Provides list_sequence_files() to enumerate sequence files (.fasta, .gbff, …) in a directory. Both compressed (.gz) and uncompressed variants are discovered. Three path modes are available:

relative — path relative to the given directory e.g. Homo_sapiens-GCF_000001405.40.gbff.gz absolute — full absolute path e.g. /genbank/Plants/Homo_sapiens-GCF_000001405.40.gbff.gz prefixed — directory name prepended to the relative path e.g. Plants/Homo_sapiens-GCF_000001405.40.gbff.gz

species_list() discovers species under the species/ subdirectory of a genome data directory (raw or processed). The layout is expected to be::

{directory}/species/{Species_name}/{individual}/...
Example

from skimindex.sequences import list_sequence_files, species_list

files = list_sequence_files("/genbank/Plants", mode="prefixed") for f in files: print(f) # Plants/Homo_sapiens-GCF_000001405.40.gbff.gz

species = species_list("/raw_data/genomes_15x", mode="absolute") for name, path in species.items(): print(name, path) # Betula_nana /raw_data/genomes_15x/species/Betula_nana

list_sequence_files

list_sequence_files(
    directory: PathLike,
    mode: PathMode = "relative",
    extensions: tuple = SEQUENCE_EXTENSIONS,
    recursive: bool = False,
    compressed: bool = True,
    uncompressed: bool = True,
) -> list[Path]

Return a sorted list of sequence files found in directory.

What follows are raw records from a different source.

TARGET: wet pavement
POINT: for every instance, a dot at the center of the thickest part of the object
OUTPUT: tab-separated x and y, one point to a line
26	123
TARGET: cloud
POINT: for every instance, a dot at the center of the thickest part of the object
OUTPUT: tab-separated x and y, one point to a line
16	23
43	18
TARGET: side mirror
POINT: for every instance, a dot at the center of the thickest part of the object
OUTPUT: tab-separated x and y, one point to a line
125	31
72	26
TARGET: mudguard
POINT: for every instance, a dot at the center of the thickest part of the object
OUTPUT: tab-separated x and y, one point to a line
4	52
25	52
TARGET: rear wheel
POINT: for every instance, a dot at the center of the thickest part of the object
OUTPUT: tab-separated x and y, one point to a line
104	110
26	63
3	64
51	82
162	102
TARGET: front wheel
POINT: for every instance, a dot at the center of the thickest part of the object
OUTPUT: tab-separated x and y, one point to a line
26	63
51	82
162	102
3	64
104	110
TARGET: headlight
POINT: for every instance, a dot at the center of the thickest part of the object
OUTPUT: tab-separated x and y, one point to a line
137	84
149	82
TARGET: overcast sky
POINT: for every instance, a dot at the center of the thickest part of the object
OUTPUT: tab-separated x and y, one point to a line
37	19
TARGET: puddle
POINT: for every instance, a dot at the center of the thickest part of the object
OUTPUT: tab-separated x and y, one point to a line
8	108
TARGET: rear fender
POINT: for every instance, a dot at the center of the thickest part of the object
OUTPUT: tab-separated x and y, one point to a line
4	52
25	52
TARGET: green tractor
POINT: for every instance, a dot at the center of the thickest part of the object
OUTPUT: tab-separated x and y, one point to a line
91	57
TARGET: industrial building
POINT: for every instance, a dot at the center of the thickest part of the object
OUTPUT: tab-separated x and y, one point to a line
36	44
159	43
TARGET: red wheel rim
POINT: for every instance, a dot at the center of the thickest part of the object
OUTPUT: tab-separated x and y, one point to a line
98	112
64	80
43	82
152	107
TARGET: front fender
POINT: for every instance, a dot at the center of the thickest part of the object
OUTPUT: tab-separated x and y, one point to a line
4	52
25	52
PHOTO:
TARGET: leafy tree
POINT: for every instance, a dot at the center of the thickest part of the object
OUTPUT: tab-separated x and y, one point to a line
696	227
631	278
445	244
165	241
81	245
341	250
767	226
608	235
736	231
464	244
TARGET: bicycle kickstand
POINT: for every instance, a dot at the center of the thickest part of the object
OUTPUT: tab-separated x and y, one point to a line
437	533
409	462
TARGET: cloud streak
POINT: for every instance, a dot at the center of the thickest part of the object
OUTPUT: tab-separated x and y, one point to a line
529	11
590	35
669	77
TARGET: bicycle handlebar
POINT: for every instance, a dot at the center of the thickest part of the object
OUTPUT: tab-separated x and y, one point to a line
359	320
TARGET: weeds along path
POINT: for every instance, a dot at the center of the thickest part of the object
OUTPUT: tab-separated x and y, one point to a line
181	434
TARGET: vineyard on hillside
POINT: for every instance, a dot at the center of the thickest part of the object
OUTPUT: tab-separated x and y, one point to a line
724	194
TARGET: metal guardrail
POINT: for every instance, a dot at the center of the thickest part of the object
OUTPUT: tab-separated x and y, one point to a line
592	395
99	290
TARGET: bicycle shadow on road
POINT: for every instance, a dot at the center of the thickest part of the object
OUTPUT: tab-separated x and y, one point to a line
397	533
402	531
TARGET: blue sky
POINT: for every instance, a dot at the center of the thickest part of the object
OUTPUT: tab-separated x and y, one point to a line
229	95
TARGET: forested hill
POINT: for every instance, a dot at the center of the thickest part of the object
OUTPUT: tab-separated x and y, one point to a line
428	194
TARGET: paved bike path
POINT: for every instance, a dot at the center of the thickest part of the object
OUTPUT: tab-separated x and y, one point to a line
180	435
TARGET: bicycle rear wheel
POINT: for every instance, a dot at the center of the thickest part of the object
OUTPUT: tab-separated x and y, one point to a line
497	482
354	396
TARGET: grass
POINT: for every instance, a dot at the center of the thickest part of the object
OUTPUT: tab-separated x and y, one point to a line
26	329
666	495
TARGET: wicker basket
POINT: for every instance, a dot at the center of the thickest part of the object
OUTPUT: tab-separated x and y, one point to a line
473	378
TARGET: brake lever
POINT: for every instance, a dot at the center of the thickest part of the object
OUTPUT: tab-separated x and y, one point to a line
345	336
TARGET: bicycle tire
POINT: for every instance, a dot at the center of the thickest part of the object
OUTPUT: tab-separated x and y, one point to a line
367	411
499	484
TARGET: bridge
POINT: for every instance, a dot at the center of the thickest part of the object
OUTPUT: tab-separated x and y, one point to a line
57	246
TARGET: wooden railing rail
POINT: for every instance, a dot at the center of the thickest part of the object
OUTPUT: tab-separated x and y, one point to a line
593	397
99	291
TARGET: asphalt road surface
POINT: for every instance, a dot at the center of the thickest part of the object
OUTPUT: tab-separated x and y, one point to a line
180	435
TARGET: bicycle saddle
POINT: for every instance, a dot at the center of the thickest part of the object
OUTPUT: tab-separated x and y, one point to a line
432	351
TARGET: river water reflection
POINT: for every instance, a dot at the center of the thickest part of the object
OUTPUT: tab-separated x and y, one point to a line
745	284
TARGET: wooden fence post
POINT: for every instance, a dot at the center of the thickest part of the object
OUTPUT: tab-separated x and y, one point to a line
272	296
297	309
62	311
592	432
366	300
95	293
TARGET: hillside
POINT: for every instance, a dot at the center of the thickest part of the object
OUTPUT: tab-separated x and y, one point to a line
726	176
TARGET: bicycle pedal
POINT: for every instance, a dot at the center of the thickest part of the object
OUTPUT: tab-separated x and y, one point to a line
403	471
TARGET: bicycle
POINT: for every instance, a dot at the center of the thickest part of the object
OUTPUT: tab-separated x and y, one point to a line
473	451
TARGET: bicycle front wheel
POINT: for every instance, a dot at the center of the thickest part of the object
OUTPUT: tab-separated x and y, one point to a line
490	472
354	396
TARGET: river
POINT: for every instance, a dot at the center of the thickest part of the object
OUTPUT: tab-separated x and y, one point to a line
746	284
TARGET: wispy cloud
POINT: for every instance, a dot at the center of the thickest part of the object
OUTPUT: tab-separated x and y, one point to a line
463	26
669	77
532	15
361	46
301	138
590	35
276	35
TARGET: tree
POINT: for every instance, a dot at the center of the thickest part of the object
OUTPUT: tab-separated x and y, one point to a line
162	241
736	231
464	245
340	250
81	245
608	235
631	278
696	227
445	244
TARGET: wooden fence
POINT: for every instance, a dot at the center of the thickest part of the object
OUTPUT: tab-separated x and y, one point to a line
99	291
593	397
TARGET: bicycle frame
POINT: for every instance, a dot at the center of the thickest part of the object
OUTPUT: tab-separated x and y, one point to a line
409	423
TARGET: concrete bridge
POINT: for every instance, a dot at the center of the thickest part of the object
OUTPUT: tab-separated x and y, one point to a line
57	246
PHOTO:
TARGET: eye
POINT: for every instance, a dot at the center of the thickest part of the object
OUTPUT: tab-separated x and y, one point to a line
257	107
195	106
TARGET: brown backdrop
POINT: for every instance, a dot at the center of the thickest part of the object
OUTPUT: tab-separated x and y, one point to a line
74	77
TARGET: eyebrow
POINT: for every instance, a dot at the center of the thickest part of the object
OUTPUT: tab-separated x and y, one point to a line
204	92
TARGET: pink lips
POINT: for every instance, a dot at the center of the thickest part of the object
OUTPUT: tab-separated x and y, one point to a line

For each extension (e.g. ".fasta"), both the compressed (".fasta.gz") and uncompressed (".fasta") variants are searched, controlled by the compressed and uncompressed flags.

Parameters:

Name Type Description Default
directory PathLike

Directory to search.

required
mode PathMode

How to express the returned paths: "relative" — relative to directory "absolute" — full absolute path "prefixed" — directory name prepended (e.g. Plants/file.gbff.gz)

'relative'
extensions tuple

Tuple of base suffixes without .gz (default: SEQUENCE_EXTENSIONS).

SEQUENCE_EXTENSIONS
recursive bool

If True, search subdirectories recursively.

False
compressed bool

Include compressed variants (e.g. .fasta.gz).

True
uncompressed bool

Include uncompressed variants (e.g. .fasta).

True

Returns:

Type Description
list[Path]

Sorted list of Path objects.

Raises:

Type Description
FileNotFoundError

if directory does not exist.

ValueError

if mode is not one of the three allowed values.

species_list

species_list(
    directory: PathLike, mode: PathMode = "relative"
) -> dict[str, Path]

Return a mapping of species name → species directory for a genome dataset.

Expects the layout::

{directory}/species/{Species_name}/{individual}/...

Parameters:

Name Type Description Default
directory PathLike

Root of the genome dataset (e.g. raw_data/genomes_15x).

required
mode PathMode

How to express the returned paths: "relative" — relative to directory "absolute" — full absolute path "prefixed" — directory name prepended (e.g. genomes_15x/species/Betula_nana)

'relative'

Returns:

Type Description
dict[str, Path]

Sorted dict {species_name: path} where species_name is the

dict[str, Path]

directory name (e.g. "Betula_nana") and path follows mode.

Raises:

Type Description
FileNotFoundError

if directory does not exist.

ValueError

if mode is not one of the three allowed values.

genome_species_list

genome_species_list(
    mode: PathMode = "relative", data_type: DataType = "raw"
) -> dict[str, Path]

Return the species list for the genome dataset, using paths from config.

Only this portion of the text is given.